3. Es ist nicht zu beanstanden, dass sich die einstweilige Anordnung gegen das Jobcenter richtet, obwohl die Vollstreckungsankündigung von der Bundesagentur für Arbeit - Agentur für Arbeit Recklinghausen, Inkasso-Service - stammt.

 

Tenor

Die Beschwerde des Antragsgegners gegen den Beschluss des Sozialgerichts Berlin vom 21. November 2018 wird zurückgewiesen.

Der Antragsgegner hat der Antragstellerin ihre notwendigen Kosten auch für das Beschwerdeverfahren zu erstatten.
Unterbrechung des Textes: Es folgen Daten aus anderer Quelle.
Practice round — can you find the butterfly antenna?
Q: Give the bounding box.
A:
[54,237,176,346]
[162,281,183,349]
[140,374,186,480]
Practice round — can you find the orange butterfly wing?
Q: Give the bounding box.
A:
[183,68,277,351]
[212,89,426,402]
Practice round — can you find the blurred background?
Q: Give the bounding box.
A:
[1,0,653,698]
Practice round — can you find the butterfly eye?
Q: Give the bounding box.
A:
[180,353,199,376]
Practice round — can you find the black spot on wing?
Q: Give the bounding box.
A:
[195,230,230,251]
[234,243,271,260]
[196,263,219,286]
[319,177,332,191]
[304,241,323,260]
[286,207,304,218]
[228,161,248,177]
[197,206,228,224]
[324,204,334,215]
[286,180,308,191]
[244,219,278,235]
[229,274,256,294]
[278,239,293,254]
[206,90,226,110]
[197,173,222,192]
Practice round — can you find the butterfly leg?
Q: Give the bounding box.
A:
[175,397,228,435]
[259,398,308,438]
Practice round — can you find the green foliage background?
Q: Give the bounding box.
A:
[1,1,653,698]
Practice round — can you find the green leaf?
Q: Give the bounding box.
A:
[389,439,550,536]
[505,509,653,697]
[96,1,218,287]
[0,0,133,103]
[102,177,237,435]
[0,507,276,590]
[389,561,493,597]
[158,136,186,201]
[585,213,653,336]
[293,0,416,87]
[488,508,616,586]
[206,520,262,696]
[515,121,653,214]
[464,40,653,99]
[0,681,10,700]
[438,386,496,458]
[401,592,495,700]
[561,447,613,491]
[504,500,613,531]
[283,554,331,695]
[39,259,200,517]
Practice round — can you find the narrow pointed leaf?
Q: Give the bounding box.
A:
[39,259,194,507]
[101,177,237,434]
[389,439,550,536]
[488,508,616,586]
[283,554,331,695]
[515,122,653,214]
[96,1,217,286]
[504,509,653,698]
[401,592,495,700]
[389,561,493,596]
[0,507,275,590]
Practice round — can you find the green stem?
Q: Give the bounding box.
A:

Die Bewilligung von Prozesskostenhilfe für das Beschwerdeverfahren wird abgelehnt.

 

Gründe

I.

Die Antragstellerin wendet sich im Wege des einstweiligen Rechtsschutzes gegen die Vollstreckung gegen sie festgesetzter Erstattungsforderungen.

Die 2006 geborene Antragstellerin und ihre allein sorgeberechtigte Mutter kamen im September 2012 aus Kasachstan nach Deutschland. Hier bezogen sie ab Oktober 2012 Leistungen zur Grundsicherung für Arbeitsuchende nach dem Zweiten Buch des Sozialgesetzbuches (SGB II) vom Antragsgegner.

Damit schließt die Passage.